LONDON--(BUSINESS WIRE)--AM Best has affirmed the Financial Strength Ratings of A (Excellent) and the Long-Term Issuer Credit Ratings of “a” of Qatar Insurance Company Q.S.P.C. (QIC) (Qatar) and its subsidiary, Qatar Reinsurance Company Limited (Qatar Re) (Bermuda). The outlook of these Credit Ratings (ratings) is negative.
The ratings reflect QIC’s balance sheet strength, which AM Best categorises as very strong, as well as its strong operating performance, neutral business profile and appropriate enterprise risk management (ERM).
The negative outlooks reflect pressure on AM Best’s current operating performance assessment of strong due to poor performance in the group’s international operations (QIC Global) outside of the Middle East region. Since 2017, QICs Global’s results have been adversely impacted by catastrophe losses, changes to the U.K.’s Ogden discount rate and COVID-19 related losses in 2020. As a consequence, the group has produced a five-year (2015-2019) average combined ratio of 102%; AM Best expects the group to report a combined ratio in the range of 105% to 110% in 2020, driven by COVID-19 losses.
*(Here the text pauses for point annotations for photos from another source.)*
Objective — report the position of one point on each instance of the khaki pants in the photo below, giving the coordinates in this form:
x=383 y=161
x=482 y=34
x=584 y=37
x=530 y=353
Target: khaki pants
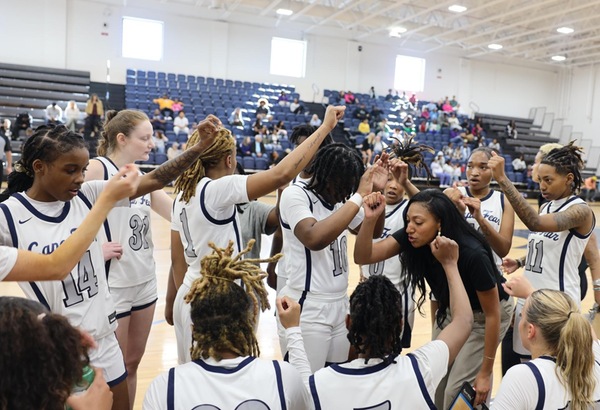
x=468 y=362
The pressure on QIC’s underwriting earnings highlight governance and underwriting control deficiencies in the group’s decision-making process. Although QIC’s ERM framework has improved in recent years, AM Best believes there is further development required in order for QIC to manage risk holistically at group level, rather than relying on the risk management teams of subsidiaries.
The group’s balance sheet strength is underpinned by risk-adjusted capitalisation at the strongest level, as measured by Best’s Capital Adequacy Ratio (BCAR), and benefits from the company’s large capital base of QAR 7.7 billion (USD 2.1 billion). QIC’s financial flexibility has been highlighted by its ability to access capital and debt markets, most recently through the issue of USD 300 million of subordinated notes in 2020. Higher allocations to cash, deposits and fixed income in the group’s investment portfolio in recent years have improved its investment risk profile. At year-end 2019, these assets accounted for 83% of QIC’s investment portfolio.
QIC is exposed to credit risk through a QAR 953 million receivable from Markerstudy Group, which was due in April 2020. Whilst the group maintains sufficient capital to absorb a default on this loan, any impairment is likely to represent a material loss to earnings.
During 2019, QIC reported gross written premium (GWP) of QAR 12.8 billion (USD 3.5 billion), an increase of 2% on prior year. More than 75% of GWP is derived from QIC Global, which benefits from a geographically diversified multi-platform approach, including a Lloyd’s platform (Antares), a Bermuda reinsurer (Qatar Re) and carriers for primary insurance in Europe. QIC has a leading position in Qatar and a strong competitive position in the United Arab Emirates. While QIC’s business mix has been volatile in recent years, the group plans to focus on low volatility lines, with almost half of GWP emanating from motor insurance in the United Kingdom, Continental Europe and the Middle East.